Le film est réalisé par vous, une femme, mais on se rend compte qu’il n’y a quasiment pas de femmes dans cette histoire…
En me baladant dans le quartier où j’ai filmé, je n’ai pas rencontré de femmes. Les femmes dans le milieu de la boxe sont souvent des androgynes. La femme représente la vie, tandis que moi, je parle de la mort dans un univers masculin sec et rigide. C’est en fait un parti pris.
Que représente exactement la présence de la sirène ?
Elle représente le rêve mortel, la tentation de la mort. Les jeunes dans le film sont tous attirés par le chant de la sirène qui les attire vers la Méditerranée. Il y a quelque chose de paranormal. J’ai montré la tentation à travers un rêve obsessionnel. Yahia dit « Je fais chaque nuit le même rêve ».
Pourquoi le personnage du coach se donne la mort ?
Il meurt dans son lit, mais son âme se rend au cimetière marin pour rejoindre tous les disparus.
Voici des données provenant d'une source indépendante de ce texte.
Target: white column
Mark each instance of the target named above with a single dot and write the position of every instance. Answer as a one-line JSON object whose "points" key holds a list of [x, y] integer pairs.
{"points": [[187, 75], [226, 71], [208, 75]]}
C’est une mort symbolique. La Méditerranée n’est plus un havre de paix.
Comment avez-vous procédé au choix du casting ?
J’ai casté le personnage de Yahia durant quatre ans. Le premier acteur a immigré clandestinement. Quant à Lyes Kadri qui campe le rôle de Yahia, il est d’origine algérienne. C’est un acteur qui vit en France, il a joué dans plusieurs films. Younes Megri, grand acteur marocain, je l’ai vu pour la première fois dans le film « L’orchestre des aveugles » de Mohamed Mouftakir, Tanit d’Or des JCC 2015. Moslah Kraiem a travaillé avec lui dans l’un des films de Farida Belyazid « Casablanca, Casablanca » (2002).
J’ai toujours rêvé de travailler avec de grands comédiens. Pour « Nawar Achiya », il fallait avoir un comédien proche de la psychologie du personnage et Younes Megri était à la hauteur du personnage. Le tournage s’est déroulé dans des conditions difficiles. Il a accepté toutes les conditions, y compris de tourner en mer au mois de décembre.
Quelles étaient les scènes les plus difficiles à tourner ?
Celles au bord de l’eau, en bateau et les séquences de plongée. On a tourné en cinq semaines. La météo n’était pas toujours favorable. Nous avons réussi à réaliser un film conforme au budget prévu. Younes Megri est entré en coproduction en engageant son salaire. La fondation Lazaâr nous a aidés pour la partie en mer car nous n’avons pas de piscine adaptée à ce genre de tournage. Je remercie Tayssir Boubaker, la championne d’apnée tunisienne pour sa contribution.